Na ata da última reunião, em dezembro, o comitê informou que a Selic será mantida em 15% ao ano por tempo prolongado para garantir a convergência da inflação à meta, sem indicar quando começaria a baixar os juros. O documento destacou que o cenário atual continua marcado por elevada incerteza, o que exige prudência na condução da política monetária.

Inflação ainda é incógnita

O comportamento da inflação segue sendo uma variável crucial. A prévia da inflação oficial, o Índice Nacional de Preços ao Consumidor Amplo-15 (IPCA-15), ficou em apenas 0,2% em outubro e acumula 4,5% em 12 meses, voltando para o teto da meta. O IPCA cheio de novembro só será divulgado nesta quarta, podendo trazer novos elementos para a análise.

Pelo novo sistema de meta contínua em vigor desde janeiro de 2025, a meta de inflação que deve ser perseguida pelo BC, definida pelo Conselho Monetário Nacional (CMN), é de 3%, com intervalo de tolerância de 1,5 ponto percentual para cima ou para baixo. Ou seja, o limite inferior é 1,5% e o superior é 4,5%. No modelo de meta contínua, a verificação se desloca mês a mês, não ficando mais restrita ao índice fechado de dezembro de cada ano.

Copom desfalcado

Esta reunião do Copom ocorrerá com a ausência de dois de seus membros. Os mandatos dos diretores de Organização do Sistema Financeiro, Renato Gomes, e de Política Econômica, Paulo Pichetti, expiraram no fim de 2025. O presidente Luiz Inácio Lula da Silva só encaminhará as indicações dos substitutos na volta do Congresso Nacional, em fevereiro, o que não afeta o quórum mínimo para decisões, mas pode influenciar os debates internos.
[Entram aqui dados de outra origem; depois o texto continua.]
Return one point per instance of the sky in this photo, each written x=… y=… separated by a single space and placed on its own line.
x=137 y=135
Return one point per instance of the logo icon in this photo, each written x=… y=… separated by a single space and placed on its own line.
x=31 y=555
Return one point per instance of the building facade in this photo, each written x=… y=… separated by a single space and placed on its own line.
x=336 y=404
O papel da Selic na economia

A taxa básica de juros é usada nas negociações de títulos públicos emitidos pelo Tesouro Nacional no Sistema Especial de Liquidação e Custódia (Selic) e serve de referência para as demais taxas da economia. Ela é o principal instrumento do Banco Central para manter a inflação sob controle. O BC atua diariamente por meio de operações de mercado aberto – comprando e vendendo títulos públicos federais – para manter a taxa de juros próxima do valor definido na reunião.
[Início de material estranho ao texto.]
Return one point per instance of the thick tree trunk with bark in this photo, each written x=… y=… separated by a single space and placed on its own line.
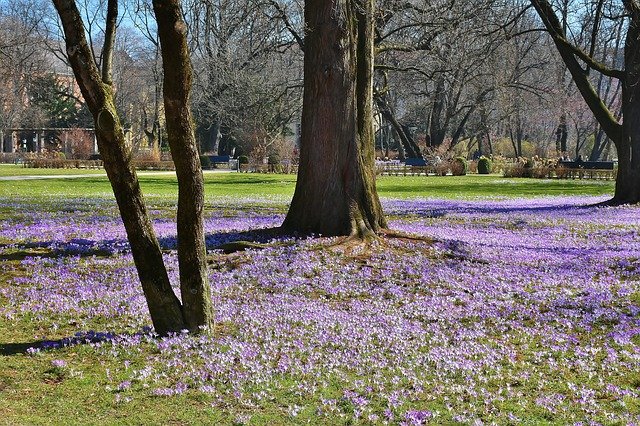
x=335 y=192
x=164 y=306
x=194 y=283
Quando o Copom aumenta a Selic, o objetivo é conter a demanda aquecida, o que impacta os preços porque os juros mais altos encarecem o crédito e estimulam a poupança. Taxas elevadas também podem dificultar a expansão da economia. Por outro lado, ao reduzir a Selic, a tendência é de que o crédito fique mais barato, com incentivo à produção e ao consumo, reduzindo o controle da inflação e estimulando a atividade econômica.
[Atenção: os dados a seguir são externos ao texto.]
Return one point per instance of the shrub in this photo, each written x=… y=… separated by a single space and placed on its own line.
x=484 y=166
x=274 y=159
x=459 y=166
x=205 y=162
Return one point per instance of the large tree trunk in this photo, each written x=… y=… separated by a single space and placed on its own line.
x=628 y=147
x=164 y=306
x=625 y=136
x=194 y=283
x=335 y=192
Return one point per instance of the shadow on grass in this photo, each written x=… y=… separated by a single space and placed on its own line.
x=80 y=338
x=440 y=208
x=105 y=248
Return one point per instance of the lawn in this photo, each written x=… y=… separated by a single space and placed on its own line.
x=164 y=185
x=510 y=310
O Copom se reúne a cada 45 dias. No primeiro dia do encontro, são feitas apresentações técnicas sobre a evolução e as perspectivas das economias brasileira e mundial e o comportamento do mercado financeiro. No segundo dia, os membros do comitê, formado pela diretoria do BC, analisam as possibilidades e definem a Selic. A próxima reunião está marcada para meados de março, quando o BC também divulgará uma nova edição do Relatório de Política Monetária, que substituiu o antigo Relatório de Inflação.